| name | database-patterns |
| description | Database migration and schema change standards for any project using raw SQL migrations. Activate whenever a task involves schema changes, column renames, field additions, table creation, data backfills, index creation, or any modification to how data is stored. Also activate when backend TypeScript interfaces need to reflect a new database shape.
|
| user-invocable | false |
| disable-model-invocation | true |
| last_reviewed | "2026-04-28T00:00:00.000Z" |
Database Patterns
This guides how you handle any database schema change. The patterns assume
PostgreSQL with raw SQL migrations — no ORM. Adapt file paths to the target
project's conventions.
Migration-First Principles
Migration-first principles are defined in architectural-principles. This skill
covers the mechanics: file naming, templates, schema change patterns, and the
full-stack checklist.
Migration File Conventions
File Naming
backend/src/db/migrate-{descriptive-slug}.ts
The slug describes what the migration does in kebab-case: migrate-add-priority.ts,
migrate-soft-delete.ts, migrate-rename-description.ts.
File Structure
Every migration file follows this template:
import { pool } from './pool.js';
const migration = `
-- Comment explaining what this migration does
<SQL statements here>
`;
async function migrate() {
console.log('Running <descriptive name> migration...');
try {
await pool.query(migration);
console.log('<Descriptive name> migration completed successfully');
} catch (error) {
console.error('Migration failed:', error);
throw error;
} finally {
await pool.end();
}
}
migrate();
Import pool from ./pool.js (ESM). SQL in a template literal. Always call
pool.end() in the finally block.
npm Script Registration
{
"db:migrate:<slug>": "node dist/db/migrate-<slug>.js",
"db:migrate:<slug>:dev": "tsx src/db/migrate-<slug>.ts"
}
Schema Change Type Catalog
- Add column —
ADD COLUMN IF NOT EXISTS with DEFAULT or NULL; fails
on non-empty tables without one
- Add with backfill — combine
ALTER TABLE + UPDATE in one migration;
succeed or fail as a unit
- New table —
CREATE TABLE IF NOT EXISTS; index every foreign key and
frequent-lookup column
- Rename column —
RENAME COLUMN is not idempotent; wrap in
DO $$ ... END $$ with information_schema.columns existence check
- Transform data — wrap
ALTER TABLE + UPDATE in DO $$ ... END $$
so add and transform are atomic
- Soft delete — add
deleted_at TIMESTAMP with index; update all queries
for the table to filter WHERE deleted_at IS NULL (both steps required)

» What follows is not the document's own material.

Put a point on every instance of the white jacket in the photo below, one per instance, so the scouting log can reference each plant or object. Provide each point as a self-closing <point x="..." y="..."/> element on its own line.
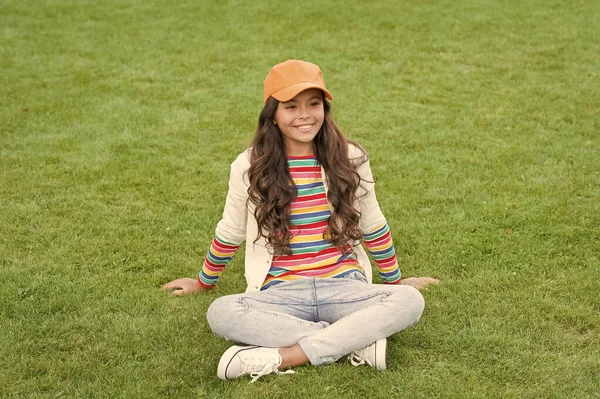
<point x="239" y="224"/>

Full-Stack Checklist for Schema Changes
- Migration file —
backend/src/db/migrate-<slug>.ts — the authoritative change
- npm scripts — both
db:migrate:<slug> and db:migrate:<slug>:dev
- TypeScript model interface —
backend/src/models/{entity}.ts — interface and CreateInput type
- SQL queries in model — every
SELECT, INSERT, UPDATE referencing the old column name
- Zod validation schema —
backend/src/routes/{entity}.ts — the z.object({...}) for request bodies
- Allowed fields list — the
allowedFields array in update functions (mass-assignment guard)
- Seed data —
backend/src/db/seed.ts if the field is seeded
- Frontend API types —
frontend/src/api/client.ts — TypeScript types for API data
- Frontend components — every component that reads or writes the field
- E2E tests — page objects, fixture data, and test specs referencing the old field name
- Base schema DDL —
CREATE TABLE statements used for fresh installs
Rollback Strategy
Document a reverse operation for every migration. Column rename rollback: the
inverse RENAME COLUMN. Column addition rollback: DROP COLUMN IF EXISTS.
Destructive migrations may require backup-and-restore — document that in the
plan. Include rollback SQL as a comment in the migration file.
Detailed Examples
For concrete SQL and TypeScript examples using a to-do list application domain,
see references/migration-examples.md. Use
the Read tool to load this file — it is not auto-loaded with the skill.